With Deutsche Brothers Bank on its back and Draghi flip-flopping back to his uber-dovish, yield-curve-collapsing alter-ego, Bloomberg’s Heather Burke details how European banks are caught in an under-performance ‘doom-loop’.
Via Bloomberg,
European banks are poised to underperform in 2019, thanks to structural cracks that cheap valuations can’t paper over.
The region’s lenders have been blighted by record-low interest rates and sovereign debt crises. The initial negative reaction of their stocks to a new round of loans from the European Central Bank – which are expected to have less favorable terms than in the past – attests to how much support they still need.
Sure, at first glance bank valuations look cheap – but given the macro backdrop, perhaps not cheap enough.
Lenders on the Stoxx 600 trade at 0.74 estimated price-to-book, about an 11% discount to the 10-year average. That compares with a multiple of almost 1.2 for S&P 500 banks.
Italian lenders are cheaper still, thanks to bad loans and an overhang of political concern in the wake of last year’s budget saga. They hold the EU’s biggest pile of soured debt – one of the reasons they have a 12-month forward price-to-book of less than 0.6.
True, European banks can offer juicy, stable dividends. The ratio between their 12-month forward dividend yield (5.8%) and that of the Stoxx 600 as a whole (3.9%) is near the highest since 2016.

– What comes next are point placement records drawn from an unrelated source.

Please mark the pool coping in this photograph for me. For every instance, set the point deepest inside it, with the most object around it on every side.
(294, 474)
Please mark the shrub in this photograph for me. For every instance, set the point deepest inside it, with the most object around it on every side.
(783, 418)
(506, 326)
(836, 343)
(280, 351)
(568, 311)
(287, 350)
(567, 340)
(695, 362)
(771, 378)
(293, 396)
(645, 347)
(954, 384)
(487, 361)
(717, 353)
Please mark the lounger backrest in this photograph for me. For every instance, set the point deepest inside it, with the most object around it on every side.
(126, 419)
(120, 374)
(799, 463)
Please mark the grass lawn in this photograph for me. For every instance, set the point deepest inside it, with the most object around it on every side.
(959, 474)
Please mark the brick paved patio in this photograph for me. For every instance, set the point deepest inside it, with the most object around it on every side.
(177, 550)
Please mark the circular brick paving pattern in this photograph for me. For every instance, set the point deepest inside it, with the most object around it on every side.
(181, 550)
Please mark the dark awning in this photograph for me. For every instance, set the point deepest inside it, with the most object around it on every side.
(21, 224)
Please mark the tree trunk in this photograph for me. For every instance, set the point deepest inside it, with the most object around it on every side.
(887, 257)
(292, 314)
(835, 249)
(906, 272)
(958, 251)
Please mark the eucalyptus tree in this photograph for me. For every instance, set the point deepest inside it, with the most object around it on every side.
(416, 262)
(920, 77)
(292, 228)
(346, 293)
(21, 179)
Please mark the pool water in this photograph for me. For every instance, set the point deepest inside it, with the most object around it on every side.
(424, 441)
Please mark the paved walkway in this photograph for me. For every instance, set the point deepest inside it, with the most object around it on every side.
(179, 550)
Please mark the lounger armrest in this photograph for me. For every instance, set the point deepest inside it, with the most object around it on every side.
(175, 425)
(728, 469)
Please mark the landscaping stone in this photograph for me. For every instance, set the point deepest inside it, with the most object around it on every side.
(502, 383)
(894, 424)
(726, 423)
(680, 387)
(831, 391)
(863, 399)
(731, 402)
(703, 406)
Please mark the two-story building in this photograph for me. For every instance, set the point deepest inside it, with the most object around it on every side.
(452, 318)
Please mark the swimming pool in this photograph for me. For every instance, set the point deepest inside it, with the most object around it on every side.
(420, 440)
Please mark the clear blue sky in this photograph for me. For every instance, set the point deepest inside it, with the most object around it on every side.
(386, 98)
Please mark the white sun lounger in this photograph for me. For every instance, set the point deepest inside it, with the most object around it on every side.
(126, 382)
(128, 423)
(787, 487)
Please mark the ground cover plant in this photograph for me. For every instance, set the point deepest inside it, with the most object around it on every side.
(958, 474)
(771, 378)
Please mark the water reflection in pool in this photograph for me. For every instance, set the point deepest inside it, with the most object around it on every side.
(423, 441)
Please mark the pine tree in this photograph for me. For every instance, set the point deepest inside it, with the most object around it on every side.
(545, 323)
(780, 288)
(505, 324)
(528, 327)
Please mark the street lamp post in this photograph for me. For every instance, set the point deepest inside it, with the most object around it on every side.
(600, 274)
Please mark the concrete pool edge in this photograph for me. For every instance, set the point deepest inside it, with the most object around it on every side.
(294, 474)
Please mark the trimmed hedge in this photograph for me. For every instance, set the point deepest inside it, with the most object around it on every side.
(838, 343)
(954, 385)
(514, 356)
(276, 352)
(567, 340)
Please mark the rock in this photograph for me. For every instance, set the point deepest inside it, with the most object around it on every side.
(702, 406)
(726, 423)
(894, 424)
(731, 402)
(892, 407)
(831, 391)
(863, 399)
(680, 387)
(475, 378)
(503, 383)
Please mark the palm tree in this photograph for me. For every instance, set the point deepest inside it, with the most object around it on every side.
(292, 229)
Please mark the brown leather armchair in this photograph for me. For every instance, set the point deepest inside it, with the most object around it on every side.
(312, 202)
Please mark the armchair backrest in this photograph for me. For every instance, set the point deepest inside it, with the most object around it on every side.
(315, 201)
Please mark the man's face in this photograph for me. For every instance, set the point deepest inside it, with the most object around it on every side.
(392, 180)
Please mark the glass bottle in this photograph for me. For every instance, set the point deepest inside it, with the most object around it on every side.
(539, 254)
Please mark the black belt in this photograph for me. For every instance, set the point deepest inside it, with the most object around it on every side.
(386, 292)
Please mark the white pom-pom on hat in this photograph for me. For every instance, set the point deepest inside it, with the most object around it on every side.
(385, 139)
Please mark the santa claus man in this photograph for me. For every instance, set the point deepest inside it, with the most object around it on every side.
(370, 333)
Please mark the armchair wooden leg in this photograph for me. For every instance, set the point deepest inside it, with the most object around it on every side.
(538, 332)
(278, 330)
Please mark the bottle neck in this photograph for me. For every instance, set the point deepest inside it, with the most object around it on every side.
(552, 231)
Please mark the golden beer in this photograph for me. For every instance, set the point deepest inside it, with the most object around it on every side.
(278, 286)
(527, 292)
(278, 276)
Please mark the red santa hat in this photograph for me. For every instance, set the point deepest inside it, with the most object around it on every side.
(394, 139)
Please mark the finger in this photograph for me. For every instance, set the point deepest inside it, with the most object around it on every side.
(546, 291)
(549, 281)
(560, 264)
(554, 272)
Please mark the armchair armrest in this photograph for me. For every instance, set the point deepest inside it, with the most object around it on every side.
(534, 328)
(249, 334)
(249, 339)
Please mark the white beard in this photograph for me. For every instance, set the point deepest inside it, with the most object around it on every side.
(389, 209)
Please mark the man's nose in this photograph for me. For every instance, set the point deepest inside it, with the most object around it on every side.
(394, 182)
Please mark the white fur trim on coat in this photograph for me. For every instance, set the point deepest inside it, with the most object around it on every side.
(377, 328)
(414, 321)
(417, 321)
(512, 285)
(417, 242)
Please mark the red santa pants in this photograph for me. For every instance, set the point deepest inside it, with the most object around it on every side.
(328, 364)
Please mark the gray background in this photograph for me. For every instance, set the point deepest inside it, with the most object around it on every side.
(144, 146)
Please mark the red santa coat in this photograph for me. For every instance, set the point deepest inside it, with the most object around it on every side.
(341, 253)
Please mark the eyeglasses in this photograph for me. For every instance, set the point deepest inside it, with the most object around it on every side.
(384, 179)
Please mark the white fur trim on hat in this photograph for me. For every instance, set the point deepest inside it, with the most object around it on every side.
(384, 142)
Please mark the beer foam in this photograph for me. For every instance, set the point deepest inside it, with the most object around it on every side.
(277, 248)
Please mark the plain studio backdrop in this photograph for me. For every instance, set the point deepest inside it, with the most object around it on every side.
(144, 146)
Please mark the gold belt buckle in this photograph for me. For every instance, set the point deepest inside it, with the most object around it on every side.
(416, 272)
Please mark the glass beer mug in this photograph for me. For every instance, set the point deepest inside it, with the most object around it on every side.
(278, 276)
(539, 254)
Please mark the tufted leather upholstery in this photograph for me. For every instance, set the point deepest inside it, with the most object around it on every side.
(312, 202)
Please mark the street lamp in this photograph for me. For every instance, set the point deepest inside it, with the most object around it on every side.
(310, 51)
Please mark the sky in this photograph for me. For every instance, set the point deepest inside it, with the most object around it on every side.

Yet their earnings growth is expected to stall this year. EPS for Stoxx 600 banks in 2019 is projected to be little changed, according to data compiled by Bloomberg, after rising almost 5% last year.
The big problem?
The euro-zone economy is slowing again. The ECB’s downgrade of the growth outlook this month was one of the biggest in years, while the Bundesbank gave up on a first-quarter rebound in Germany as the nation’s industry stumbled. It’s all set the stage for low rates into the foreseeable future.
That’s the doom loop — slowing growth and low yields, a toxic combination for banks. Until that changes, there’s little prospect for their earnings, valuations or share prices to improve.